The game started looking like this:

Word Chain Game Screen Day 3

And ended looking like this:

Word Chain Game Screen Day 4

I was concentrating on polishing up the turns system and giving more feedback. At the start, the only thing that alerted a player that it was there turn was when their screen showed the controls. If they weren’t watching their screen and hadn’t been paying attention to the turn order they would not know it was their turn. I added a highlighted border around the scoreline of the player whose turn it is and a sound that plays on their phone. This sound automatically worked even when my phone’s screen was turned off so I am very happy about that. I wish I could make their phone vibrate as well but I could not find an easy way of triggering that via Javascript.
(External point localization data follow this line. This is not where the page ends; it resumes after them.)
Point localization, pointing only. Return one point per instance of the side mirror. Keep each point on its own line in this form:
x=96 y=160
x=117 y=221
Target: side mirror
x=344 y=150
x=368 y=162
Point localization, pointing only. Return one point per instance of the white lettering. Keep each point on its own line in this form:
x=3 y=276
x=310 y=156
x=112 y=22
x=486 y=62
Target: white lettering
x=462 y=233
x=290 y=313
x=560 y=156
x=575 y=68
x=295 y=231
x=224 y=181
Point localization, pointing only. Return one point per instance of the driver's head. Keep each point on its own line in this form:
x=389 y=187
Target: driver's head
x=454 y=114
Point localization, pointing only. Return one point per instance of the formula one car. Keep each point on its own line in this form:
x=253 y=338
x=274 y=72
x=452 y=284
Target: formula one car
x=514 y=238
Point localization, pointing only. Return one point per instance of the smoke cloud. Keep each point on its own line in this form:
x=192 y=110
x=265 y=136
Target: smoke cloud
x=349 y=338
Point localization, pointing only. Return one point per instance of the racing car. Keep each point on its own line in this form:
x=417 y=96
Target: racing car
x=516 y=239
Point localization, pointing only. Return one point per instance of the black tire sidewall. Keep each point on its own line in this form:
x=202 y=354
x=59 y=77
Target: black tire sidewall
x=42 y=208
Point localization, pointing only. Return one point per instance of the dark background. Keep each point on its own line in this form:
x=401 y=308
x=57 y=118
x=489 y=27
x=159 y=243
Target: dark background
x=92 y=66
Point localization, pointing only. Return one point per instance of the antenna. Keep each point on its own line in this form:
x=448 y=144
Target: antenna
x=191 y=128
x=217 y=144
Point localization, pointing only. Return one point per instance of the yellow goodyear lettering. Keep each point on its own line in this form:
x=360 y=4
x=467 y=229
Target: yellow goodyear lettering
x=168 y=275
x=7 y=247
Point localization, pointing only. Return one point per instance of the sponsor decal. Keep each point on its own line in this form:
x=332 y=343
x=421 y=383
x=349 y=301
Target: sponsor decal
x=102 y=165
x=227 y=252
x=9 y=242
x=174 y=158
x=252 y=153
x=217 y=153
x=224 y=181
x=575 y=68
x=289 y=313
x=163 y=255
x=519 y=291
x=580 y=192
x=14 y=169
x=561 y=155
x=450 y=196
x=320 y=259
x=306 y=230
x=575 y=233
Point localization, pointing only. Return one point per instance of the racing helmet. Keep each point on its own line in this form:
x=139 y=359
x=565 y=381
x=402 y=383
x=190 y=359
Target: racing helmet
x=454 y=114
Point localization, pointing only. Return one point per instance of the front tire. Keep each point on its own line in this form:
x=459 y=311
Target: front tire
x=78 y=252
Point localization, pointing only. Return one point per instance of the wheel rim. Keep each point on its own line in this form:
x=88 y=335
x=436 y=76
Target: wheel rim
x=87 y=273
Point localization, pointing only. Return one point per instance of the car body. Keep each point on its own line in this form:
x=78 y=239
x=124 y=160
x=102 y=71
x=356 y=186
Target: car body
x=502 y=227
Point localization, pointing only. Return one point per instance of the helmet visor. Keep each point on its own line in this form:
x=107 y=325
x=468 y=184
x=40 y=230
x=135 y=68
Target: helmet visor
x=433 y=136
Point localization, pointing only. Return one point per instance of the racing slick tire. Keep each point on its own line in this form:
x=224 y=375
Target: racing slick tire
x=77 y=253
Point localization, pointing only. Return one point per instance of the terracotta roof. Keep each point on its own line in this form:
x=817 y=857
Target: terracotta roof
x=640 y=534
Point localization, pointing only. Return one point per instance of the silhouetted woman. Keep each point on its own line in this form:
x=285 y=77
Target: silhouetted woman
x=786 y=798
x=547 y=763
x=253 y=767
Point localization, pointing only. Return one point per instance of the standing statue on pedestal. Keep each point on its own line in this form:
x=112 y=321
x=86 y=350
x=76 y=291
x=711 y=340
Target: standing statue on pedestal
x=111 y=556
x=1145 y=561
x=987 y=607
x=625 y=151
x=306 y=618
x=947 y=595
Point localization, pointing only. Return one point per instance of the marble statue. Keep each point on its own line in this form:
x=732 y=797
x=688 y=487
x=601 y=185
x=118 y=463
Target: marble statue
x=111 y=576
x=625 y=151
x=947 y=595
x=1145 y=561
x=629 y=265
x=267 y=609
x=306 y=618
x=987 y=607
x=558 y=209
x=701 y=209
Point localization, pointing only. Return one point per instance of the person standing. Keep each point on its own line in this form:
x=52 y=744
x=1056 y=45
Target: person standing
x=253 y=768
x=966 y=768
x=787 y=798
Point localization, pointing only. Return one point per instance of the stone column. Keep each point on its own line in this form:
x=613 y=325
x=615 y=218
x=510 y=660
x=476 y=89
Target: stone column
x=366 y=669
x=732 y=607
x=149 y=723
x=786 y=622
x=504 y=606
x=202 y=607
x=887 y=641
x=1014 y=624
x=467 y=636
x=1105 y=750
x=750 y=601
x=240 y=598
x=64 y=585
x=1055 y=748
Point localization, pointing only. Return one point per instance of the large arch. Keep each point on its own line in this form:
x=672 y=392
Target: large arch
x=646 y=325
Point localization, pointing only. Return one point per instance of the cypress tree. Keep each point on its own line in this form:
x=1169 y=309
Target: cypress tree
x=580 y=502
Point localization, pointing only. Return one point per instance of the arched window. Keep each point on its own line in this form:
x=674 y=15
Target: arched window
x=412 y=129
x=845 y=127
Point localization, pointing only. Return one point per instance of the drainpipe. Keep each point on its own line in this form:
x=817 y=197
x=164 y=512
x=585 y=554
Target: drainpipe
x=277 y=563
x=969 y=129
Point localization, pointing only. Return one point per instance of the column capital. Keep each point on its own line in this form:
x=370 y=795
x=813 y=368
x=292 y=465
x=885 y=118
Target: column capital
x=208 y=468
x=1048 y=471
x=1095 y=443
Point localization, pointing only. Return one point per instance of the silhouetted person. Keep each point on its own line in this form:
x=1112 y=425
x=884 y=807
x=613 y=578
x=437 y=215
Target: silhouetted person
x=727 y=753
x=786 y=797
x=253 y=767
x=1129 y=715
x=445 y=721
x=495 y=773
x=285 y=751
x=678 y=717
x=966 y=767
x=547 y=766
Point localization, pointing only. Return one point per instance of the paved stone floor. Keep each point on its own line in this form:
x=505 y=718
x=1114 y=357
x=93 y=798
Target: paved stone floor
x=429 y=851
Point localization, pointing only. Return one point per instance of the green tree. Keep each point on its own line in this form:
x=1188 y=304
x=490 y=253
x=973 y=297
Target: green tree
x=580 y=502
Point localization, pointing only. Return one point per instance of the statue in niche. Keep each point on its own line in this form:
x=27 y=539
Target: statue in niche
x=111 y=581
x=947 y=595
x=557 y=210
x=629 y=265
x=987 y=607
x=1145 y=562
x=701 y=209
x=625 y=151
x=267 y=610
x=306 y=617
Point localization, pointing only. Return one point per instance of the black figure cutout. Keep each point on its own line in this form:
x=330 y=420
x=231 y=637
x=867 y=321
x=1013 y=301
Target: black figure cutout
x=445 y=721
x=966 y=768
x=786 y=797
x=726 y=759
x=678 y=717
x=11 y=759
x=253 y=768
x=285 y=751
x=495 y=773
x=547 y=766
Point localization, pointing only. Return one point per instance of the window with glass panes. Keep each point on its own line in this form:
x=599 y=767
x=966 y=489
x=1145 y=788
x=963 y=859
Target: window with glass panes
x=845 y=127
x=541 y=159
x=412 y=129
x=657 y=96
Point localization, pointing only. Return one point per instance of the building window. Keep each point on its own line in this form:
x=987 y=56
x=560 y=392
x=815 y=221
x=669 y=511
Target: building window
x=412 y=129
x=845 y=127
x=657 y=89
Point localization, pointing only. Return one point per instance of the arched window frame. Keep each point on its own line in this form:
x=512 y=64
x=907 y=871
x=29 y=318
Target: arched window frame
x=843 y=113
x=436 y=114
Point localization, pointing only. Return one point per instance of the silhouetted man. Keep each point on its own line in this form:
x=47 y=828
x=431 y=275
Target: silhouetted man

The score lines are all dynamically generated html elements. I spent a while trying to make it so that when a player’s turn starts, the class of the element is set to a predefined class in the CSS file.That way if I wanted to redesign what the highlighted scoreline looked like I would just change a CSS file and not any code. I am disappointed that I could not get it to work and did end up having to write all the highlighting style in code.

The sound was taken from JumpJump but it is not just a simple sound file. It is an array of data that is used to dynamically generate the sound.

var sounds = {
coin: { jsfx: ["square",0.0000,0.4000,0.0000,0.0240,0.4080,0.3480,20.0000,909.0000,2400.0000,0.0000,0.0000,0.0000,0.0100,0.0003,0.0000,0.2540,0.1090,0.0000,0.0000,0.0000,0.0000,0.0000,1.0000,0.0000,0.0000,0.0000,0.0000], },
};
g_audioManager = new AudioManager(sounds);

The library being used is jsfx, a Javascript library inspired by sfxr. It has a sound generator interface very similar to sfxr that output the array of data. All this means you don’t have to package up any audio files with your game and you get interesting retro sounding effects.

It will be a while until I work on this again. Today was my first day back at NetherRealm and I will only have time to work on one side project. I will be working on Train and we’re hoping to have it finished by December. If I ever get time to work on this again, I will be working on a back end script that takes in pairs of words, processes a graph of those pairs and then outputs word chains to a json file. That way I won’t know all the chains beforehand and I’ll actually have fun playing the game!

Word Chain Dev Log #3

This is a continuation of a previous post.

I took a break yesterday. I ended up playing a bunch of Crusader Kings 2, watching Guardians of the Galaxy with my parents and then watching some late night tv for the first time in a long while.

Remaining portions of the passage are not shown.